Dünya'dan Hamide Hangül'ün haberine göre, İstanbul’da adeta hayalet görünümüne bürünen ve bazıları 30 yıldır tamamlanamayan plazalar, bulundukları semtlerde fiziki çöküntü ve kontrolsüzlüğüyle risk oluşturuyor. Uzmanlar, söz konusu yapıların, çöküntü alanı haline gelmesinin ilçeleri de olumsuz etkilediğini, atıl binaların özellikle barınma sorunu karşısında konut kiralamasına açılarak, yüksek fiyat artışlarının kırılmasına katkı sunabileceği önerisinde bulundu.
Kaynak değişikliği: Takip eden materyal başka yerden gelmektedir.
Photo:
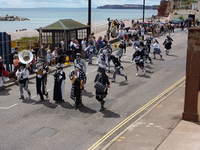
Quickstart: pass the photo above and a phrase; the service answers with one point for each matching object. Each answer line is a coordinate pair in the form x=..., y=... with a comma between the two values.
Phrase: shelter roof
x=65, y=24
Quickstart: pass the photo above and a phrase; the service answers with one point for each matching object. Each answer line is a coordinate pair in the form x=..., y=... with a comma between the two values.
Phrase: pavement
x=160, y=128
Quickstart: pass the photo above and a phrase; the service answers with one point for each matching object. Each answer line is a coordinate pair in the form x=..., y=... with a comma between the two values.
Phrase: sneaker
x=126, y=78
x=47, y=96
x=29, y=94
x=144, y=72
x=22, y=97
x=41, y=99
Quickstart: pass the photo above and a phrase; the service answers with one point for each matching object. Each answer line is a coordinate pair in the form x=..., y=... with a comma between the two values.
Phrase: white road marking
x=9, y=106
x=94, y=70
x=17, y=103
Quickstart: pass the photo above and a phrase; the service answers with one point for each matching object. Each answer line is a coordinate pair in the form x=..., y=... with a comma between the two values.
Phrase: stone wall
x=192, y=89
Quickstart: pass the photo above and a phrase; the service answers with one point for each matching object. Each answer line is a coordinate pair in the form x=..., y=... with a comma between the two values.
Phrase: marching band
x=78, y=74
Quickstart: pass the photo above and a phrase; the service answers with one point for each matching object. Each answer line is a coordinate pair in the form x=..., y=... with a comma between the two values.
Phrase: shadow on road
x=5, y=92
x=109, y=114
x=86, y=109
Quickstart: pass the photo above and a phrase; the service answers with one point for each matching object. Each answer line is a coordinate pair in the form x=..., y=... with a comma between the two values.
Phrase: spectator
x=16, y=62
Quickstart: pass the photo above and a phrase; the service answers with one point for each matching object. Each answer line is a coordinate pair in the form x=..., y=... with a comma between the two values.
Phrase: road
x=31, y=125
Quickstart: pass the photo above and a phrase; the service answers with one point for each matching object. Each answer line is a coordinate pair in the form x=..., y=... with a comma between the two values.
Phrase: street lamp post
x=143, y=9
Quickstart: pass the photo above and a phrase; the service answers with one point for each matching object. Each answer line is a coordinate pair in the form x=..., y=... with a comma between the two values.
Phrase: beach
x=35, y=33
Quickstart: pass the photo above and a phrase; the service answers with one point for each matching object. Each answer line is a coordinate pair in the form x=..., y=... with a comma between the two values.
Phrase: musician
x=59, y=84
x=118, y=66
x=78, y=78
x=41, y=79
x=81, y=61
x=22, y=77
x=103, y=78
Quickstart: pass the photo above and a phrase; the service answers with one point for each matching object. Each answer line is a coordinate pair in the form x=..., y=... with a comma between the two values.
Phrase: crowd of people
x=80, y=54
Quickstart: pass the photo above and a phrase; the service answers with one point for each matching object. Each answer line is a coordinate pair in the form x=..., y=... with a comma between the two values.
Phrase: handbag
x=99, y=86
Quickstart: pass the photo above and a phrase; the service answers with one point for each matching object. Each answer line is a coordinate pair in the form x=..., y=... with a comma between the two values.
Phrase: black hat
x=41, y=59
x=141, y=43
x=78, y=55
x=21, y=64
x=59, y=66
x=78, y=66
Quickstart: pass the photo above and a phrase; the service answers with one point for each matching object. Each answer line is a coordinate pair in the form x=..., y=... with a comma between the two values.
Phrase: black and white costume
x=78, y=79
x=118, y=66
x=103, y=78
x=59, y=84
x=22, y=76
x=80, y=61
x=167, y=44
x=139, y=60
x=103, y=59
x=122, y=49
x=41, y=79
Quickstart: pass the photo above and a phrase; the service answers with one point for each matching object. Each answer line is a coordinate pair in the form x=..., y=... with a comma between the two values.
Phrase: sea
x=41, y=17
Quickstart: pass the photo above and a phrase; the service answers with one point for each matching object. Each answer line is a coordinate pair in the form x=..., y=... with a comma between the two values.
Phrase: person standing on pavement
x=41, y=79
x=59, y=84
x=118, y=66
x=22, y=76
x=103, y=59
x=139, y=60
x=16, y=62
x=80, y=61
x=78, y=78
x=156, y=49
x=167, y=44
x=102, y=78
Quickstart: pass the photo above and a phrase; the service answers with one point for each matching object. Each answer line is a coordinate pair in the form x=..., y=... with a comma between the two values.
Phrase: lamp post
x=143, y=9
x=40, y=42
x=89, y=16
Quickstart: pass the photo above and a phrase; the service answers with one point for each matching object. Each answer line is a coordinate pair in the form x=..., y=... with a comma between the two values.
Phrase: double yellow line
x=134, y=114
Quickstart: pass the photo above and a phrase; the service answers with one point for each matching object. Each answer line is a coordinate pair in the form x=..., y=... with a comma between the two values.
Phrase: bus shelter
x=67, y=29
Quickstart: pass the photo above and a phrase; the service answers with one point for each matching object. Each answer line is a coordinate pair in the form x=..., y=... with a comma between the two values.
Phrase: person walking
x=78, y=78
x=122, y=49
x=4, y=75
x=117, y=68
x=89, y=49
x=167, y=44
x=80, y=61
x=22, y=77
x=139, y=61
x=156, y=49
x=41, y=79
x=103, y=79
x=59, y=84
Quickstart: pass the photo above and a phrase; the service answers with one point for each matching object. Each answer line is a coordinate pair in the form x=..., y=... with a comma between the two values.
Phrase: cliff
x=126, y=6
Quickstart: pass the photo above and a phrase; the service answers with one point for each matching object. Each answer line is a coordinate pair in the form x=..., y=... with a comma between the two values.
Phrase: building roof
x=65, y=24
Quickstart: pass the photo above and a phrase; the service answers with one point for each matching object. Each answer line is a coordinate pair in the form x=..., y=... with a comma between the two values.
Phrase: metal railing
x=22, y=45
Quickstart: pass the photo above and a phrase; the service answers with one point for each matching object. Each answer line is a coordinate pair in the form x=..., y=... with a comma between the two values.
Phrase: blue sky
x=68, y=3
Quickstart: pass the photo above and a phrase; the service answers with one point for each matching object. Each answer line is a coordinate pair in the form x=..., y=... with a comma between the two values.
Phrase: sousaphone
x=25, y=56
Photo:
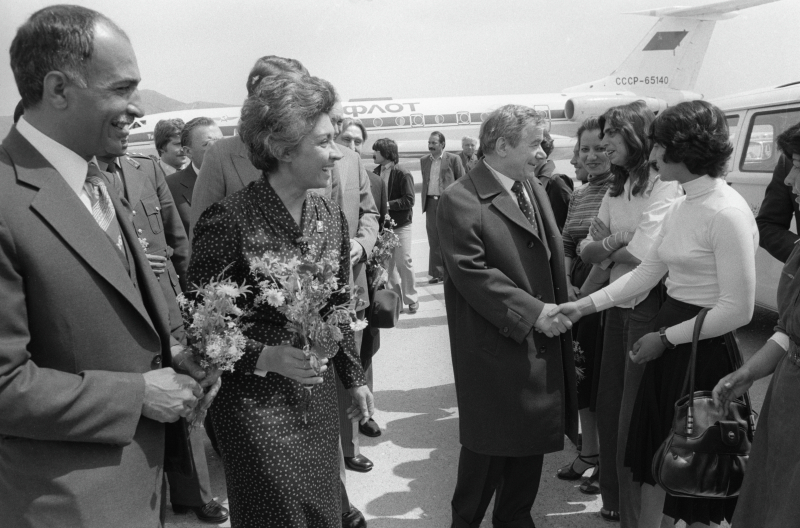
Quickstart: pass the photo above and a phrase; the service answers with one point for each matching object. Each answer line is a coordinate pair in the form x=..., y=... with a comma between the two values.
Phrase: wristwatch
x=662, y=333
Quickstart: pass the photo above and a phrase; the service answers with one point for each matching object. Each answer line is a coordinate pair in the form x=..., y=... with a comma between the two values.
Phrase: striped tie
x=102, y=208
x=526, y=207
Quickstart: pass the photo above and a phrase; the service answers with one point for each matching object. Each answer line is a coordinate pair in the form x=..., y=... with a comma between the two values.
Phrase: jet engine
x=581, y=107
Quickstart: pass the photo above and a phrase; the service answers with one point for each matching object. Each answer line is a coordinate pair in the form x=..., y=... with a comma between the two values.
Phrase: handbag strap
x=690, y=371
x=735, y=356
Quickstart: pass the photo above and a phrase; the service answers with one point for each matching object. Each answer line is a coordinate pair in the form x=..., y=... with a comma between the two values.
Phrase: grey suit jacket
x=226, y=169
x=515, y=387
x=77, y=333
x=450, y=170
x=351, y=181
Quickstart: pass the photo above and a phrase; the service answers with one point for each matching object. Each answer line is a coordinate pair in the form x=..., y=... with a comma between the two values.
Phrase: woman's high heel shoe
x=568, y=472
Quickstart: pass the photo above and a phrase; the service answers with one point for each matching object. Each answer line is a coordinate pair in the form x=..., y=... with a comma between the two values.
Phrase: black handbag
x=706, y=452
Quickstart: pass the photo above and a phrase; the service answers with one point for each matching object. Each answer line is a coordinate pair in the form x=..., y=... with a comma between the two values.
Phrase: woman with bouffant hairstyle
x=706, y=248
x=279, y=442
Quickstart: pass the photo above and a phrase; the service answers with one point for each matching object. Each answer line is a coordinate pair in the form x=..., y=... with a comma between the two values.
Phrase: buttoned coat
x=76, y=333
x=181, y=187
x=350, y=187
x=450, y=170
x=515, y=387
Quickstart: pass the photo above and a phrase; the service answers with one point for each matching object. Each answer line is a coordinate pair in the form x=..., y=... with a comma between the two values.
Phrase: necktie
x=524, y=204
x=102, y=208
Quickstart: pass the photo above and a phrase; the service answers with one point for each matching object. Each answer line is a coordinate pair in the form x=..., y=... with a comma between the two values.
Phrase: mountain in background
x=152, y=103
x=155, y=103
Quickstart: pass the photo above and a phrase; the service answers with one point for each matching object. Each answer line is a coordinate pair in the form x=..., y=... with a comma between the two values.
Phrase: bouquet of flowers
x=214, y=327
x=384, y=249
x=301, y=288
x=214, y=324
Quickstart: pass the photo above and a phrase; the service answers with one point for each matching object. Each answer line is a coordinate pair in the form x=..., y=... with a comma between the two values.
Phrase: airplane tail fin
x=671, y=54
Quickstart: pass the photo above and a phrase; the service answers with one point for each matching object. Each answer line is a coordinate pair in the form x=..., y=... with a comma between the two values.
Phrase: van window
x=761, y=154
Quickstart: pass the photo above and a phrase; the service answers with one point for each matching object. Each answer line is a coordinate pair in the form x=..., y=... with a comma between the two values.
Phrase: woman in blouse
x=583, y=208
x=702, y=234
x=621, y=235
x=768, y=498
x=279, y=442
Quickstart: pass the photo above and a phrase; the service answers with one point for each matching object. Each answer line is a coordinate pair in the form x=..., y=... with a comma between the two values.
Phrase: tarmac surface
x=416, y=457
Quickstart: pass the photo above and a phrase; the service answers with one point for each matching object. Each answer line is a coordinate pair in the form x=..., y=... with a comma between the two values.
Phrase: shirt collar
x=68, y=163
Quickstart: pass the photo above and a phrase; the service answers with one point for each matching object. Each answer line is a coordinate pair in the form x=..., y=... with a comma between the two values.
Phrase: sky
x=202, y=50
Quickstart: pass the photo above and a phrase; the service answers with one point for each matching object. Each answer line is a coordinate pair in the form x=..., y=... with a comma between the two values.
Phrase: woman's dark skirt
x=655, y=408
x=588, y=333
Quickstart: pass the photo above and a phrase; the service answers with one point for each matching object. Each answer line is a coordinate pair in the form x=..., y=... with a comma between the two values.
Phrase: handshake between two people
x=557, y=319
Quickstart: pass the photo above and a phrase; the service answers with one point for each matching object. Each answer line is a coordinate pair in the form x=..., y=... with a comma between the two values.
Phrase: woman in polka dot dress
x=278, y=448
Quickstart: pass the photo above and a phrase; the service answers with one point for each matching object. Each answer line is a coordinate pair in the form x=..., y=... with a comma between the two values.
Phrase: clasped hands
x=188, y=392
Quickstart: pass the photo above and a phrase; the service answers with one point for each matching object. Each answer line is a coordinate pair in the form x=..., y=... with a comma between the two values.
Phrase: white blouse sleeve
x=733, y=238
x=640, y=280
x=661, y=199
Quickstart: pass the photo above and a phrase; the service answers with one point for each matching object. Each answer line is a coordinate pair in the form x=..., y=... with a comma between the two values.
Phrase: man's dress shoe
x=353, y=519
x=213, y=512
x=370, y=429
x=358, y=463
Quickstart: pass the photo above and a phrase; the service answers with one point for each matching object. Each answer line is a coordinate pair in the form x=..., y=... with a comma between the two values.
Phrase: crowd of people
x=565, y=305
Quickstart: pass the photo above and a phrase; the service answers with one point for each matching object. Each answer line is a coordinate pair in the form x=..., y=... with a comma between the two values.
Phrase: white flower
x=275, y=298
x=358, y=324
x=228, y=290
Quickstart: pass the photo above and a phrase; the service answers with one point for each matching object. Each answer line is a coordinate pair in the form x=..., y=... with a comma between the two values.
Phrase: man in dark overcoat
x=514, y=375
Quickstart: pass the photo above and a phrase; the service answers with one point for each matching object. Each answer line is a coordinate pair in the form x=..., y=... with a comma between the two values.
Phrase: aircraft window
x=761, y=154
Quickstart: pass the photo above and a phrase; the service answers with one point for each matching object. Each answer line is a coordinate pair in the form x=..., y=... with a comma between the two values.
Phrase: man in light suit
x=439, y=170
x=85, y=383
x=351, y=187
x=505, y=270
x=197, y=136
x=158, y=225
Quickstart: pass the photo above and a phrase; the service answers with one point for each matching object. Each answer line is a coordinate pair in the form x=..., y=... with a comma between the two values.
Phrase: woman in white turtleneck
x=707, y=244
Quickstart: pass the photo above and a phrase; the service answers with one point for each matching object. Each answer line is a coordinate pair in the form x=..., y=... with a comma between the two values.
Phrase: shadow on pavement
x=432, y=478
x=422, y=321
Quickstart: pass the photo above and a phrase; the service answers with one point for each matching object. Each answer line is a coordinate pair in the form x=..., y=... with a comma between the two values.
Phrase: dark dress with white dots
x=281, y=466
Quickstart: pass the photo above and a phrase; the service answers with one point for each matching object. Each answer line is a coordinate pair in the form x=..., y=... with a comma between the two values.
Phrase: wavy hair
x=56, y=38
x=280, y=113
x=695, y=133
x=387, y=148
x=508, y=122
x=632, y=121
x=165, y=130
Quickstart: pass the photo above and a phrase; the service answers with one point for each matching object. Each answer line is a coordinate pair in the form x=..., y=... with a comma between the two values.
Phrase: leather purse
x=384, y=309
x=706, y=452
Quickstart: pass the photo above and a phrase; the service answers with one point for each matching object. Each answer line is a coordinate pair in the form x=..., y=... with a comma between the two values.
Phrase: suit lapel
x=187, y=182
x=487, y=186
x=61, y=208
x=133, y=179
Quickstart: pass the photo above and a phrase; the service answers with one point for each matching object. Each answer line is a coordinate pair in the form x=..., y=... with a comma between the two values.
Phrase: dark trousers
x=514, y=481
x=192, y=491
x=616, y=394
x=435, y=264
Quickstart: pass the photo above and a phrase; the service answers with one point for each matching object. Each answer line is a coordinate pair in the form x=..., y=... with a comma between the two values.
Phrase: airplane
x=662, y=71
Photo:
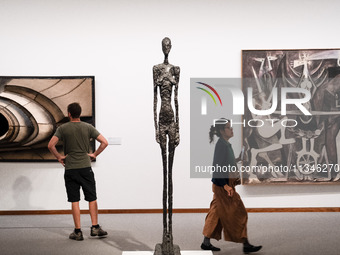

Atıl durumdaki binalar ve şehre etkilerine yönelik sorularımızı yanıtlayan Denge Değerleme Genel Müdür Yardımcısı Mehmet Ali Hartavi, hukuki anlaşmazlıklar ve teknik engellerle yarım kalan büyük çaplı konut, otel, alışveriş merkezi ve iş merkezi projelerin, şehir görünümünü olumsuz etkilerken çevresindeki yaşam alanlarında da sorunlar yarattığını söyledi.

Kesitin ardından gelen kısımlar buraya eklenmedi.